Saturday, September 05, 2015

Bigger Groups, Longer Orders

Another day on pastry. We went from having 24 booked, to 44, to 60, to 80, to 32, to 41, and finally, 43. It doesn’t bother me too much how many people we have to feed, I just want to know so I can prep things accordingly. I began by scooping the sorbet – passionfruit tonight. Then weighing out the bread ingredients. I had to make three big batches of bread, because apparently any number over 40 people and you need a big batch instead of a half batch. Half batches make 20-24 rolls each, but the pastry cook told me guests get two rolls each. Whenever I ate there, I was only ever offered one roll, but he told me that’s because I’m too skinny???

Next I got straight to work – made chocolate mousse, passionfruit emulsion, white chocolate and lime ganache, cannelles, fananciers, assembled delices, made chocolate biscuit, plated the petit fours, made the breads – black olive, maple walnut, and apricot today, glazed the ganache, cut the biscuit, etc. Then I still had over an hour until service time, as our first table wasn’t even booked until 6:30p.m., so I asked the pastry cook if I could make some more mixes to have on hand in the freezer. I would have just gone ahead and done this myself, except when I am covering the pastry section he is on starters and watches me like a hawk for some reason, correcting things I do that aren’t even wrong and contradicting himself. I also had a question about one of the recipes. He told me it is easy to make and there was no need to make it now – just make it when it runs out. The head chef heard him say this to me and said, “Yeah, that’s his way of doing things. Wait until you are in the shits, and then worry about it.” SO then I did not have much to do until service time or during the start of service when it is fairly quiet.
I cleaned down, made tomorrow’s prep list, looked to see what needed to be ordered, thought of some more bread flavors to try in the future, went over what I found in the freezer yesterday with the pastry cook, etc. But service was still so slow at the start, actually all night is was fairly slow and steady. We had two tables of nine, two tables of five, one table of three, and six tables of two. Usually most of our tables are two, so nine is a big group. I helped with a lot of the starters tonight, and did some apps and veg. I impressed myself by doing twelve dessert orders at once when they came in. This is also the first night every single diner ordered a dessert!
Passionfruit jelly rolled around passionfruit cream. A tedious and delicate job,
but a beautiful component to the delice dessert when done right.
At the end of the night, everyone else had left and the mains cook was about to leave. He asked how many tables I was waiting on. I only had two left but they were a table of five and a table of nine. He asked one of the servers for the orders, and the two orders came in at once, so he helped me plate them. I would have been fine on my own but the desserts do get out faster with two people, and other stations have help during smaller orders so I guess fair is fair. He also may have been feeling a little guilty for all the times I stayed to help him vacpac. He even cleaned the pastry oven for me, but didn’t stay to help clean the rest of my station, although I had helped him clean his. Overall, service was fairly relaxed as the strict starter chef was off. I have been asked if I mind being the only female in the kitchen among three or four guys, and I discovered that, no, I really don’t. If anything it makes me feel proud and empowered. 

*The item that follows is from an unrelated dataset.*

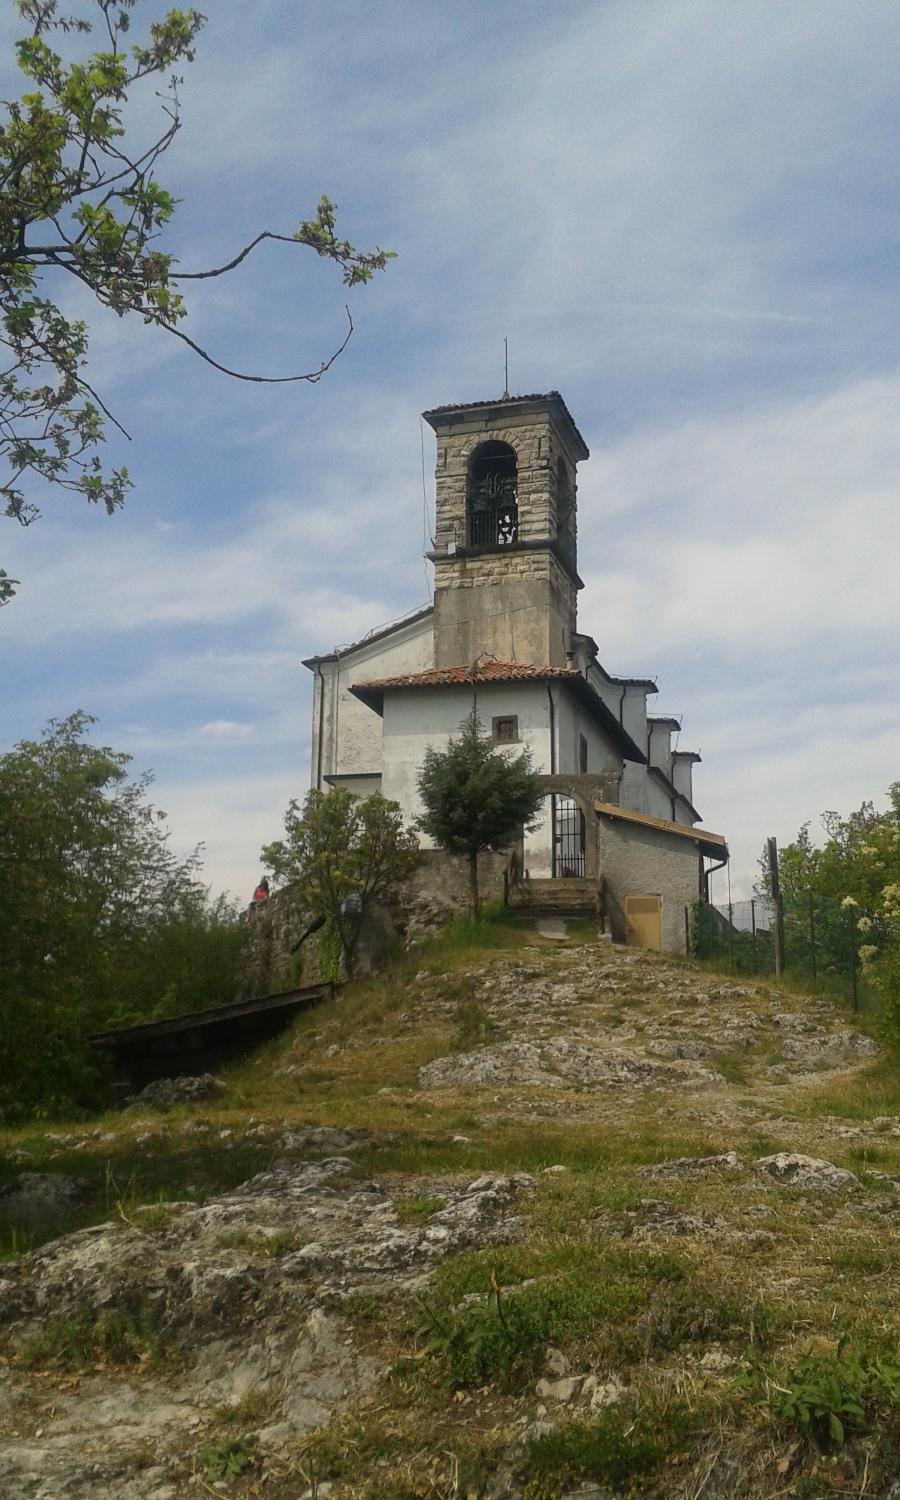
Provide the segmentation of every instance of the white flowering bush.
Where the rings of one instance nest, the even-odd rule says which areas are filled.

The other intern and I have been getting along really well lately, at home and at work. She is from the same school as me and we room together but don’t necessarily see a lot of each other between our schedules, even if we do work in the same place. She has been down in the bar lately. She has been putting on dessert specials and asking for my feedback and giving me samples, and in turn I let her taste some of my things in pastry. We check in with each other. We can even vent our work frustrations to each other, because we understand each other!